# Breeder recommendation : Maine



## TechieDog (Jan 13, 2011)

I'd appreciate it if anyone that knows anything about timberridge farms (timberridgefarm.net) in Maine would PM with whatever they know. Thanks in advance.

(continuation of this thread http://www.germanshepherds.com/forum/choosing-breeder/127297-breeder-recommendations.html that was locked)


----------



## JOSHUA SAMPSON (Feb 21, 2010)

If they deal with schutzhund dogs and they are a licensed inspected breeder (especially if they are USDA inspected), they are probbably 10-4 

update oh they look ok to me, feeding honest kitchen and boarding horses too! I think you're safe.


----------



## cliffson1 (Sep 2, 2006)

I was gonna post in the other thread but got their too late. Anyway, any of the breeders mentioned are producing some real nice dogs and you can get a good German Shepherd from. Know all of those lines well and they are exceelent. Right now, Angie of Liberatore GS is a person that a may well get a pup from in near future. That's because I know her standards for what she produces, but having said that I would have no problem with timberridge and certainly no problem with Sarah and her dogs.
I think we are making this too complicated again. They all produce basically the same dogs, the particular dog in the litter is far more important than analization of the breeders as many people do...JMO.


----------



## TechieDog (Jan 13, 2011)

I pretty much agree with you cliffson, at least as far as Ang's dogs and timber ridge. The lines are very similar. I was just wondering if anyone on here had first hand experience with Timber Ridge as I had not heard of them up til now. 

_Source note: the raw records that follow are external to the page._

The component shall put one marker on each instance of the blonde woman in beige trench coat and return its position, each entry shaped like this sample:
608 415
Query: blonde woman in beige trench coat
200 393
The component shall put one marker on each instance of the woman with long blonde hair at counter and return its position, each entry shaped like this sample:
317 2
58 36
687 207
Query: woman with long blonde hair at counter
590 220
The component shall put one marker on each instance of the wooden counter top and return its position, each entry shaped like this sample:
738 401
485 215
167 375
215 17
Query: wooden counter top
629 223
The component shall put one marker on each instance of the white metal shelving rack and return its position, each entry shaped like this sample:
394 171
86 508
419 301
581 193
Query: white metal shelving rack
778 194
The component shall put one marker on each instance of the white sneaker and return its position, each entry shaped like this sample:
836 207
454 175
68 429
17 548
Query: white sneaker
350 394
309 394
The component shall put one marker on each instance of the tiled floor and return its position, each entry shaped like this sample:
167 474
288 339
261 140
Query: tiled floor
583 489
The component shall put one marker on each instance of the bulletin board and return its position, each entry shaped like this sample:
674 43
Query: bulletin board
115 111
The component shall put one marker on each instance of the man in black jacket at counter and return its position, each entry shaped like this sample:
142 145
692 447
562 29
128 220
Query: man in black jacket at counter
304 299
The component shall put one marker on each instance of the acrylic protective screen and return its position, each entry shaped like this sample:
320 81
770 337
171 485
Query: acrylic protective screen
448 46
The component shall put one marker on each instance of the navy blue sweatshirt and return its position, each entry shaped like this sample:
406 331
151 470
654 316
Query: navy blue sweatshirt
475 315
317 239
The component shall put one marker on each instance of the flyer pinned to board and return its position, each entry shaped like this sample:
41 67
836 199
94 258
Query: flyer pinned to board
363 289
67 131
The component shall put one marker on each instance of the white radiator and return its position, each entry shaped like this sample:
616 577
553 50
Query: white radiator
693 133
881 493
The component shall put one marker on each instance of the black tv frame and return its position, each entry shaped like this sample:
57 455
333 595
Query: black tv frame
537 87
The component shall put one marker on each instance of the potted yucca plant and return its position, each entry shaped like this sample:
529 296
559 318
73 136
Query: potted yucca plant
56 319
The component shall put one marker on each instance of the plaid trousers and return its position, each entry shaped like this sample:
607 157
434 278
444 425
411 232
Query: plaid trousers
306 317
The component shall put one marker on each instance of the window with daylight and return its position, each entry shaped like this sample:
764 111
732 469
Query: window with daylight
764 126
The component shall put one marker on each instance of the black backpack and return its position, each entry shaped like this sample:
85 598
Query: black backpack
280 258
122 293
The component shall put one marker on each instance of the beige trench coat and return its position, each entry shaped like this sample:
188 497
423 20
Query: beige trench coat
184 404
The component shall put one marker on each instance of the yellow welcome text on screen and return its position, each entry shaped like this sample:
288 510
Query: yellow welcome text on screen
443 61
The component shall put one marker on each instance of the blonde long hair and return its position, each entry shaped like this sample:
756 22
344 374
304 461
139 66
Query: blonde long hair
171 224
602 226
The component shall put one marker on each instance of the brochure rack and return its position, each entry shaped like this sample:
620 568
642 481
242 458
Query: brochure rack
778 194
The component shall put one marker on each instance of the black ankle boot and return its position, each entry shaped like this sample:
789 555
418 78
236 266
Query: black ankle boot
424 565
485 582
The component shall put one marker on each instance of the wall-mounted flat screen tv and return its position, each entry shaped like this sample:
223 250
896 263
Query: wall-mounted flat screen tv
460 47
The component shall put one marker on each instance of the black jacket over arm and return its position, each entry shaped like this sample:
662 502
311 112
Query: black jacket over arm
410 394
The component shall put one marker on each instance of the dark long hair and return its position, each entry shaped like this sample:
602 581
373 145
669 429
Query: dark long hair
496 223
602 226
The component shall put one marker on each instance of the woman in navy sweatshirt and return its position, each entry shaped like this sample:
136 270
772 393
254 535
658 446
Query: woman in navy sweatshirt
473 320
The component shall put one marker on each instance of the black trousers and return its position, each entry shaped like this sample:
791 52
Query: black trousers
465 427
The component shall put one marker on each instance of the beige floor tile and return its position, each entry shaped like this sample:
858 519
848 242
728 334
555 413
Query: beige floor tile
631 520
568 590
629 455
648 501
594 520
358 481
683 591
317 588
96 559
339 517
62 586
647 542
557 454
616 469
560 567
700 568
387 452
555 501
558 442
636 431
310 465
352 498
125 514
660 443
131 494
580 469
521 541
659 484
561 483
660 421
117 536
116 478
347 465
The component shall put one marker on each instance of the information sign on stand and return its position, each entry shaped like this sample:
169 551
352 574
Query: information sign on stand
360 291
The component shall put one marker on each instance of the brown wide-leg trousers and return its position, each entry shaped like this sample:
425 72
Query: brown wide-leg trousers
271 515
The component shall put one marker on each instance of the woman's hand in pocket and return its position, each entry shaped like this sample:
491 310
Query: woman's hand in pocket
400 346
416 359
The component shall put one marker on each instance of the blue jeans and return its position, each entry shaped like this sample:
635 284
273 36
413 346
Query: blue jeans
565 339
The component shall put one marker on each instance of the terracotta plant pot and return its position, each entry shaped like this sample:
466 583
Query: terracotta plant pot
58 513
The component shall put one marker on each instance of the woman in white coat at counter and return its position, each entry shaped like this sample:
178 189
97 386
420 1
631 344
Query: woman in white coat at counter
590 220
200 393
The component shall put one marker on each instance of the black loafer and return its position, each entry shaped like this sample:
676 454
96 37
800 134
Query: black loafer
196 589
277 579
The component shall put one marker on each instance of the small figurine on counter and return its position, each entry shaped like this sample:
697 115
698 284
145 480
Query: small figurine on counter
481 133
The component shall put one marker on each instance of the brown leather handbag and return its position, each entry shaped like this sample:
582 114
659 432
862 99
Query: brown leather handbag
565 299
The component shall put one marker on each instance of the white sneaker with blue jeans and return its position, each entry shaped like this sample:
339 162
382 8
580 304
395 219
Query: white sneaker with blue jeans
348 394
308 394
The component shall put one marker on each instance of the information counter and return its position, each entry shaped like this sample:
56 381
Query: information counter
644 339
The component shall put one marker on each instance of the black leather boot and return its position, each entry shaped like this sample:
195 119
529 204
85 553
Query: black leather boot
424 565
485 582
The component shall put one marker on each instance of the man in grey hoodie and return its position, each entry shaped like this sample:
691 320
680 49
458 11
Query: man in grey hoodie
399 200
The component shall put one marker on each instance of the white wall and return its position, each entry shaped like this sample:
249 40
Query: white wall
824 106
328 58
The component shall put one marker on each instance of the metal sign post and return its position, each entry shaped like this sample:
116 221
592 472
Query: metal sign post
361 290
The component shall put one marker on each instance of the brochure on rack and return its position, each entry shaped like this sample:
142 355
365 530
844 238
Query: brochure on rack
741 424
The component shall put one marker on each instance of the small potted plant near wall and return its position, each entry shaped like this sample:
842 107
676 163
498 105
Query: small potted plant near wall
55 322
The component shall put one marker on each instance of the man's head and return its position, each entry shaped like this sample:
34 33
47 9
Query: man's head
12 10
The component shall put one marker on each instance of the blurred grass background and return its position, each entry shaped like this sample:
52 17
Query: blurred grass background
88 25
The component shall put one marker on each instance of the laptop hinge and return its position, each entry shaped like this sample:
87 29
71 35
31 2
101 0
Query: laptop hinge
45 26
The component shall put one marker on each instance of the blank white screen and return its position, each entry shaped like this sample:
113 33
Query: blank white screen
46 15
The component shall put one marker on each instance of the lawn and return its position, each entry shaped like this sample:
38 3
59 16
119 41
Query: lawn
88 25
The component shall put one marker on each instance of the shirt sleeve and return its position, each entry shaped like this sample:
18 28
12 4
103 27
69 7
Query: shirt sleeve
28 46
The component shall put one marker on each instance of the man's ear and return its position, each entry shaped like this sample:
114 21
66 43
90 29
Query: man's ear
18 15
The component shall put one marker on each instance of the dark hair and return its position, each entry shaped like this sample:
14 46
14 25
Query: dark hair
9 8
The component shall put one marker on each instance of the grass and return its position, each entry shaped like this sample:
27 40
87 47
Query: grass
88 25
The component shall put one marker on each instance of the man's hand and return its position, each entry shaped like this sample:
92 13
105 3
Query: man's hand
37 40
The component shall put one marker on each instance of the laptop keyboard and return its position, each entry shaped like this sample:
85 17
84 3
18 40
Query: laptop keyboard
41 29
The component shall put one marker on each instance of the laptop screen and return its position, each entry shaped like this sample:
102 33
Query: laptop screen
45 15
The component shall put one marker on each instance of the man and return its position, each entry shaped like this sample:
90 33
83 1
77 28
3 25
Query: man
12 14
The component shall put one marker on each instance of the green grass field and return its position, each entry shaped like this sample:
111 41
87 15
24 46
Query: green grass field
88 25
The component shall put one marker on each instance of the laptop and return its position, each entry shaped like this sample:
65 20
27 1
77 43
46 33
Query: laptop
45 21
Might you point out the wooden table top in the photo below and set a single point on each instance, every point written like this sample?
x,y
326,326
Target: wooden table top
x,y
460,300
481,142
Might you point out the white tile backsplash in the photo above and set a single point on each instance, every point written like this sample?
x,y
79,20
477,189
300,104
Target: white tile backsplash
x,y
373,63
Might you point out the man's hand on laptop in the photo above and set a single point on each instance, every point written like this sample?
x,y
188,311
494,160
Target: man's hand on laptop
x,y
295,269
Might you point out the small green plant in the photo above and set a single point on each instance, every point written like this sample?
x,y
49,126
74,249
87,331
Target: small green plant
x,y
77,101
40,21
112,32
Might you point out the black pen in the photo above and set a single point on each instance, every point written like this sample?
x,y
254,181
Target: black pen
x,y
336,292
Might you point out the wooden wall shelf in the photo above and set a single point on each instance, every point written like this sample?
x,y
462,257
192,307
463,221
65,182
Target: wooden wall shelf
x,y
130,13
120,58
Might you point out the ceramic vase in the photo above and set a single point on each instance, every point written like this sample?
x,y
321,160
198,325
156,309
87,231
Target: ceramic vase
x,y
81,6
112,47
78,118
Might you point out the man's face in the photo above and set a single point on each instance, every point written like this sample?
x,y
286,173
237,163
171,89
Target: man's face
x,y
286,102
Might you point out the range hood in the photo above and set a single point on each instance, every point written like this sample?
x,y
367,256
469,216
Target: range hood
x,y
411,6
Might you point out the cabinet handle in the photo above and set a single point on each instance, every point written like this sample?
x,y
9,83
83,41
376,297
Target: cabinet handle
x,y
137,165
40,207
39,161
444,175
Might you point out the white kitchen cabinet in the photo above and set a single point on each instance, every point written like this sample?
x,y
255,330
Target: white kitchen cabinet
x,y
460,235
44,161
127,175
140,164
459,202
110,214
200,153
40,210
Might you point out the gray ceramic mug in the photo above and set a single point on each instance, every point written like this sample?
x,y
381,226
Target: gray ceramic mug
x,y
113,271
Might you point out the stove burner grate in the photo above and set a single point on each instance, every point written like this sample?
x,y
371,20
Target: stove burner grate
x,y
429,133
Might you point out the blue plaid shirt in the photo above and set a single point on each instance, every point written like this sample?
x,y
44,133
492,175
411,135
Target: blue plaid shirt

I also agree that the particular dog in the litter is far more important but I still care a lot about lineage. I'd love an Ozzy Barnero son or a Gerro Leryka son but I think I am more apt to get the right pup from the litter from Ang or TR.


----------



## Wolfiesmom (Apr 10, 2010)

I have never dealt with Timber Ridge myself, but I have met owners and their dogs that they got from Timber Ridge, when I am in Maine. They all rave over them.


----------



## TechieDog (Jan 13, 2011)

thanks


----------